Joint 72nd Annual Southeastern/ 58th Annual Northeastern Section Meeting - 2023

Paper No. 44-2
Presentation Time: 8:00 AM-12:00 PM

ASSESSMENT OF METHODOLOGIES FOR THE ANALYSIS OF SURFACE SOILS IN FORENSIC SOIL COMPARISONS


DICKSON, Hannah, Oak Ridge Institute for Science and Education, Quantico, VA 22135, STERN, Libby, Federal Bureau of Investigation, Laboratory, Quantico, VA 22135, WEBB, Jodi, Federal Bureau of Investigation, Laboratory, 2501 Investigation Parkway, Quantico, VA 22135, MEIKLEJOHN, Kelly, North Carolina State University, Raleigh, NC 27607 and HIETPAS, Jack, Microtrace, LLC, Elgin, IL 60123

Geologic materials, including rocks, soil, sediment, and dust, are often inadvertently transferred during crime events. Forensic examinations of these materials are one of the most underutilized forms of trace evidence. Data from these examinations can be extremely important in determining linkages between people, places, and objects. Forensic geologists use a range of particulate based analytical approaches to characterize inorganic components, which are used in sample-to-sample comparisons that can conclude that there is or is not a possibility that a questioned soil originated from the same source as the known sample. New methodologies such as DNA characterization of biological taxa found with soils and novel methods that provide high output identification and quantification of soil morphology and mineralogy may provide quantitative and objective metrics for forensic soil analysis and interpretation.
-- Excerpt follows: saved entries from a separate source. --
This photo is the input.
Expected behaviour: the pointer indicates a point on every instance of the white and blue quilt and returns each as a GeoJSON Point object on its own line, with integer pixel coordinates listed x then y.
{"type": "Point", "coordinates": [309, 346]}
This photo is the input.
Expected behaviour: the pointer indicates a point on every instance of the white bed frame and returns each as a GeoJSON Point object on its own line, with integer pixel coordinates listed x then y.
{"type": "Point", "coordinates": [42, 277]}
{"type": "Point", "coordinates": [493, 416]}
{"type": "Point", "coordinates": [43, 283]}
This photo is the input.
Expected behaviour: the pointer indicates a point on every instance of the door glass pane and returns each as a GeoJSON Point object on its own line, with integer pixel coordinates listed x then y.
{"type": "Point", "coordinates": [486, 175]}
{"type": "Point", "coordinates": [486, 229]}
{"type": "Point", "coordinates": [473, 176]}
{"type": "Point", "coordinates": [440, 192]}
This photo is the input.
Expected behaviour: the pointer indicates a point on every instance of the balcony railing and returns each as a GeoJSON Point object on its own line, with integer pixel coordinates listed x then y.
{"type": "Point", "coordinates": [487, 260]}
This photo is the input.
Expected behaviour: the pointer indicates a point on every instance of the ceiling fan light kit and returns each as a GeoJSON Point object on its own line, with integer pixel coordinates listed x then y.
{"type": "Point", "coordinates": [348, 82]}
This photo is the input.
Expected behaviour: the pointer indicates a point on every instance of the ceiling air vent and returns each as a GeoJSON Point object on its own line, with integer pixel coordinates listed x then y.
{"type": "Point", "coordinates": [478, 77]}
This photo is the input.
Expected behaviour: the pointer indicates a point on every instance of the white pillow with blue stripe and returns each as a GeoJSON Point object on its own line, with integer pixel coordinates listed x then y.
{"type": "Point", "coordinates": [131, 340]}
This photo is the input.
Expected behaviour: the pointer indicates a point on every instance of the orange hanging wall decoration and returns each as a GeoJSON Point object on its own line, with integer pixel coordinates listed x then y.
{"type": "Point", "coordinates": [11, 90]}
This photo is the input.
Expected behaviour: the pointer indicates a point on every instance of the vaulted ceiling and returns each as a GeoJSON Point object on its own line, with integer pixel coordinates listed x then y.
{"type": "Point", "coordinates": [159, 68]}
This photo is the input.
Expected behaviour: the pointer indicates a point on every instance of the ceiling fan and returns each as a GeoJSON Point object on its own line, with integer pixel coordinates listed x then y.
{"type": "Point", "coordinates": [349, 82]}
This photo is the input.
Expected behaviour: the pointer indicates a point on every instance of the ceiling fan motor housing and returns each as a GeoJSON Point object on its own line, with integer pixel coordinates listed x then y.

This study looks at surface soils from 30 locations across the Coastal Plain, Piedmont, and Mountains of North Carolina to assess differences in biological taxa, mineralogy, and color through DNA metabarcoding, polarized light microscopy (PLM), scanning electron microscopy (SEM-EDS), X-ray diffraction (XRD), and colorimetry. Data collection is in progress at 3 collaborating laboratories: DNA metabarcoding at North Carolina State University; SEM-EDS at Microtrace LLC, and colorimetry, PLM, and XRD at FBI laboratory.

Soil samples from each location were collected in paired sites with different vegetation cover, and in triplicate, 1 meter apart. This allows for evaluation of the variability of mineralogy and color on small and larger scales. This is an ongoing project, but preliminary work from the FBI laboratory on colorimetry and PLM based mineralogy (major, minor, and trace constituents of grain mounts) indicate near identical mineralogy among triplicate samples, whereas distinct mineralogical differences are found between some paired sites. These differences and similarities are defined by the presence or absence of minerals or morphotypes found in each sample or vastly different qualitative modal abundance. Bulk soil color differences among replicates and between paired sites are being assessed to see if they are great enough to serve as exclusionary differences in forensic soil comparisons.